A 70-year history of the Castle Bromwich assembly plant
Sep 25 2009 by John Cranage, Birmingham Post
By the end of the war, Castle Bromwich had developed world-beating expertise in building metal-skinned aircraft, an asset that was to be tapped by sheet metal manufacturer Fisher and Ludlow which turned the plant over to manufacturing car body panels.
It has been a centre of car production ever since, under the ownership first of British Leyland then Jaguar.
In its time, it has produced Mini sub-frames and bodies for Rovers and Jaguars and painted Triumph TR7 sports car bodies.
BL had planned to shut Castle Bromwich in 1980 but then pulled off one of the biggest U-turns in industrial history by pumping in some £100 million to modernise its facilities.
Under Jaguar’s ownership, the plant was regarded as being under-utilised but by 1989 it was being used to assemble the Jaguar S Type, the predecessor to today’s highly successful XF. In 2005 Jaguar’s then owner, Ford, announced that car building was to end at Browns Lane in Coventry after 50 years and production consolidated at Castle Bromwich.
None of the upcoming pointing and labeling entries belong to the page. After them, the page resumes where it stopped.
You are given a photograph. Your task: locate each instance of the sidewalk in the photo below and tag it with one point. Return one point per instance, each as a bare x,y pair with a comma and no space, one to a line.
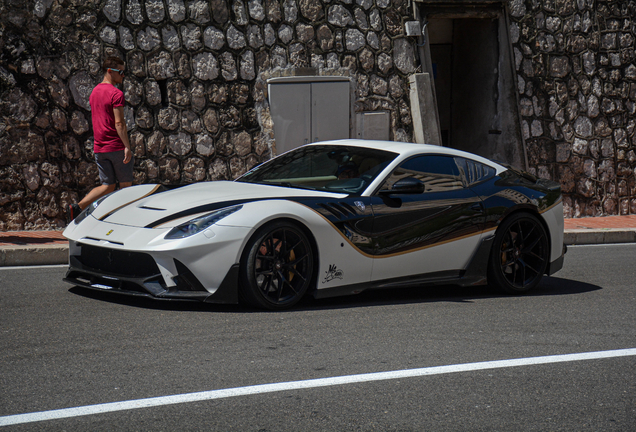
23,248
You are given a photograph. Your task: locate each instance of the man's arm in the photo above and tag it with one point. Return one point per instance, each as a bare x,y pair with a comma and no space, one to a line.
122,131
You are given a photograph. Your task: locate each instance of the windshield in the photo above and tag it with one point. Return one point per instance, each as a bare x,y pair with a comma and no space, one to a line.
330,168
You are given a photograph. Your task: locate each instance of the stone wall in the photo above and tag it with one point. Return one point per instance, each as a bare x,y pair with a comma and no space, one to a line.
195,88
576,65
197,108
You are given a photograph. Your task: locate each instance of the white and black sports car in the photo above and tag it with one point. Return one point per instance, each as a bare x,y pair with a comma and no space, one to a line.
325,219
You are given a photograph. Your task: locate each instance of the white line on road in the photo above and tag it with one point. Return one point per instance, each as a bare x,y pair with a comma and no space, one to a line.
297,385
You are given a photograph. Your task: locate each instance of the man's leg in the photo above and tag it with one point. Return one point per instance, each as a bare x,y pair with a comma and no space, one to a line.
94,194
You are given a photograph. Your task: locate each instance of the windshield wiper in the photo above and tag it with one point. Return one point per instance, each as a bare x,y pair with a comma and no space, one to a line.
288,184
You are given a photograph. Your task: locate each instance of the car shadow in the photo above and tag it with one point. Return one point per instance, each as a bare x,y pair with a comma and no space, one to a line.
549,286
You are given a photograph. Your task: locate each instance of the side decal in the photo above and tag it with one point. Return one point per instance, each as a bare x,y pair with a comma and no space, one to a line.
333,273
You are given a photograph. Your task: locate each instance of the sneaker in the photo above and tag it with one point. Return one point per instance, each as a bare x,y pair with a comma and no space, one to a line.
72,211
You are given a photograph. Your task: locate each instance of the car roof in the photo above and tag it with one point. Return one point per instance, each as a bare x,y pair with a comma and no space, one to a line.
409,149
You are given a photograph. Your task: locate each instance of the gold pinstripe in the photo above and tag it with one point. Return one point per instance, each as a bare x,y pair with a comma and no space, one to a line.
397,253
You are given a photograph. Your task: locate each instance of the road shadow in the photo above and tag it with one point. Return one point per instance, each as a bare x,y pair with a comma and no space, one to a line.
549,286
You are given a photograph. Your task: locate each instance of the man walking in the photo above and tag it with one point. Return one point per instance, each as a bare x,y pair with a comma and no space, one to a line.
112,149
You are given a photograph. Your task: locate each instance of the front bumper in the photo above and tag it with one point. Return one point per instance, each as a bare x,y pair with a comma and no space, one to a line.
137,274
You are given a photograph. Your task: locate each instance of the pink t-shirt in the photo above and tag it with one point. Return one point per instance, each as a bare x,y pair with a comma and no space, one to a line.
103,99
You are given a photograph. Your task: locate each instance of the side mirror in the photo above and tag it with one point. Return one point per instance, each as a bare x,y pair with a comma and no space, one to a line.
407,185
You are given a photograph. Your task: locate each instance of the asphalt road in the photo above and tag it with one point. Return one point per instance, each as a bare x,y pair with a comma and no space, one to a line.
64,347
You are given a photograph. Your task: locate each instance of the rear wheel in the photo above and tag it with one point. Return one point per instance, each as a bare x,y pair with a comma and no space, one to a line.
519,255
277,266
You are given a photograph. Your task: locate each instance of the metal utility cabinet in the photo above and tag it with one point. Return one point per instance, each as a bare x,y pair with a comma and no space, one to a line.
308,109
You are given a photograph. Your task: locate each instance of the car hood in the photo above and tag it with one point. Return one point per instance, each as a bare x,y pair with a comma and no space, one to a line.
149,206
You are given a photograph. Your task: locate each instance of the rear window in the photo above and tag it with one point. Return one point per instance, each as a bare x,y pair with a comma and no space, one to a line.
474,172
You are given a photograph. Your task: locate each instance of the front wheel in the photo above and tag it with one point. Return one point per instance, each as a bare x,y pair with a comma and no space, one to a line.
276,267
519,255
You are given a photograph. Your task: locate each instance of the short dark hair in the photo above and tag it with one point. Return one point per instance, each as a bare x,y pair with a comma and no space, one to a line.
111,63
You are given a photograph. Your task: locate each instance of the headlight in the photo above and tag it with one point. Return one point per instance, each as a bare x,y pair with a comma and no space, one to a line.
200,224
90,209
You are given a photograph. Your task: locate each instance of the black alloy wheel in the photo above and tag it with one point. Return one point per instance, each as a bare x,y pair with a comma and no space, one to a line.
519,255
277,266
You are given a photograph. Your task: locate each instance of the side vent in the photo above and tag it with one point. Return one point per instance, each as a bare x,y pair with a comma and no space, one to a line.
340,210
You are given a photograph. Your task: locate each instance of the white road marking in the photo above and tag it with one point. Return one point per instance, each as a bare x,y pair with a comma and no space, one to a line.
307,384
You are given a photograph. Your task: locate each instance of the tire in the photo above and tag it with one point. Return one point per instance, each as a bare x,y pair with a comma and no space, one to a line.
519,254
277,266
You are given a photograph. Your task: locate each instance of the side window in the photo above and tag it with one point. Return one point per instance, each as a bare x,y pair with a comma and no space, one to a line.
474,172
437,173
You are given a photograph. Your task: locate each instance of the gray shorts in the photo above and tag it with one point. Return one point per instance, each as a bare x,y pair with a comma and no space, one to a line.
112,168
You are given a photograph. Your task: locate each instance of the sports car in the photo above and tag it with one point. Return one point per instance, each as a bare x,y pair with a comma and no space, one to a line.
325,219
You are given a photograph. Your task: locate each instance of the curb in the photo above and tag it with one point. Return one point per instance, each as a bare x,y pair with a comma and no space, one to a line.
599,236
34,255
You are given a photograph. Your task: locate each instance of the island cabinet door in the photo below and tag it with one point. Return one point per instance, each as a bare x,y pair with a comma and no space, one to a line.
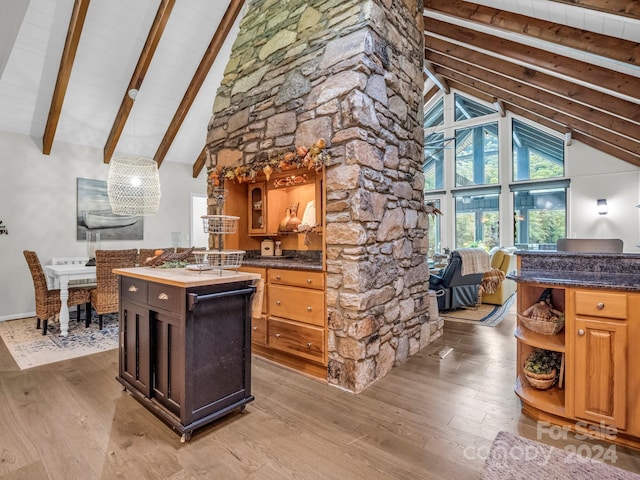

A massive redevelopment of the Birmingham site was needed to accommodate the XJ and XK lines. The project saw 2,500 workers from 120 contractors working round the clock and saw the removal of more than 9,000 cubic yards of soil – the size of a Channel ferry – being dug out and removed.
Amazingly, the first cars came off the new tracks only six weeks after Browns Lane built its last car.
In 2005, the then Jaguar managing director, Bibiana Boeria, said of Castle Bromwich: “It is crucial to the success of a revitalised Jaguar business.”
Four years on, the automotive industry is going through a crippling recession. And with three assembly plants now an expensive luxury for JLR, it looks as if Castle Bromwich will join Longbridge as a proud but defunct part of Birmingham’s manufacturing tradition.